Upon reviewing the legislative record of the ADA, the Court concluded that there was no evidence for such a pattern of discrimination and that the ADA's requirement that employers accommodate the needs of disabled employees "far exceeds what is constitutionally required." In response to the extensive list of allegations made by individuals against states during ADA hearings (and appended in the Court's dissenting opinion), Rehnquist notes that these incidents were primarily anecdotal and that few involved State actions, thus "[falling] short of even suggesting the pattern of unconstitutional discrimination on which Section 5 legislation must be based."
Therefore, the Court contended, the ADA does not fit the requirements for "appropriate legislation" and thus is not a valid basis for infringing upon the States' Eleventh Amendment immunity from suits by their citizens.
In his dissenting opinion, Justice Breyer finds fault with the Court's strict standards in determining whether or not Congress sufficiently showed a history of State discrimination prior to passing the ADA. He notes that the Court's standards in Garrett are unusually harsh and not supported by precedent. He argues, "we [the Court] have never required the sort of extensive investigation of each piece of evidence that the Court appears to contemplate." Breyer goes on to state his belief that "Congress reasonably could have concluded that the remedy before us constitutes an appropriate way to enforce this basic equal protection requirement," and notes that this "is all the Constitution requires."
Though State employees still have the option of filing a complaint with the Department of Justice or the Equal Employment Opportunity Commission, the Supreme Court's decision in the Garrett case has stripped them of the right to sue their employer directly, a right that is guaranteed to all Federal and private sector employees. State employees may also still sue their employer based on State anti-discrimination statutes, but such laws tend to offer less protection and fewer remedies than the ADA. By denying State employees the right to sue an employer who discriminates against them on the basis of age or disability, the Court has removed the main legal recourse that these State employees have against employment discrimination, as well as a major tool in the enforcement of the ADA.
On January 11, 2000, the Supreme Court issued a similar decision in the case of Kimel v. Florida Board of Regents (98-791).

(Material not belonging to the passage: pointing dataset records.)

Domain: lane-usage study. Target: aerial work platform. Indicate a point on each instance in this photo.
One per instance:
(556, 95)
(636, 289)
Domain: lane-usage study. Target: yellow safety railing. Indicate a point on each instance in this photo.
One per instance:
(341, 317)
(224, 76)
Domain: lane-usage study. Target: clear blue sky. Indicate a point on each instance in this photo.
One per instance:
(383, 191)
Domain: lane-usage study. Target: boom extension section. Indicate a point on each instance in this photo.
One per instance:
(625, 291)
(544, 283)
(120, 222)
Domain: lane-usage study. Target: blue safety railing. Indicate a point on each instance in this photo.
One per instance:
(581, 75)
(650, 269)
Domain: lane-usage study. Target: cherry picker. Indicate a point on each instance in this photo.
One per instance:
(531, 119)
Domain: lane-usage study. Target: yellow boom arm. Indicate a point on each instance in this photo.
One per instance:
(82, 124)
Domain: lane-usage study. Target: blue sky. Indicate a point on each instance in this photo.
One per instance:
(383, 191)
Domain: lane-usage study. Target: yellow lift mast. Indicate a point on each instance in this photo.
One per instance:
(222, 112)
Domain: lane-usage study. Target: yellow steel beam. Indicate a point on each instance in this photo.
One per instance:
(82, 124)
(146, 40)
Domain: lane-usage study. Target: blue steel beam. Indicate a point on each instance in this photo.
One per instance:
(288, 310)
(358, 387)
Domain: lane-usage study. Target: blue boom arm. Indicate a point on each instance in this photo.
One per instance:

Also in a 5-4 majority, the Court held in Kimel that older Americans cannot sue state agencies for damages under the Federal Age Discrimination in Employment Act of 1967 (ADEA).
In response to the Kimel decision, Senators Jim Jefford (R-VT) and Edward Kennedy (D-MA) introduced the "Older Workers Rights Restoration Act of 2000" (S.3008) on September 6, 2000. The bill aims to restore the right to sue for damages to some State employees by amending the ADEA to require that States waive their sovereign immunity as a condition of receiving federal funds for programs or activities and allow employees of these programs to file suit against the State for violations of the ADEA.
Due to the strong parallels between the Kimel and Garrett cases, it is likely that legislation similar to the Kennedy-Jeffords bill will be introduced to amend the ADA in response to the Garrett decision.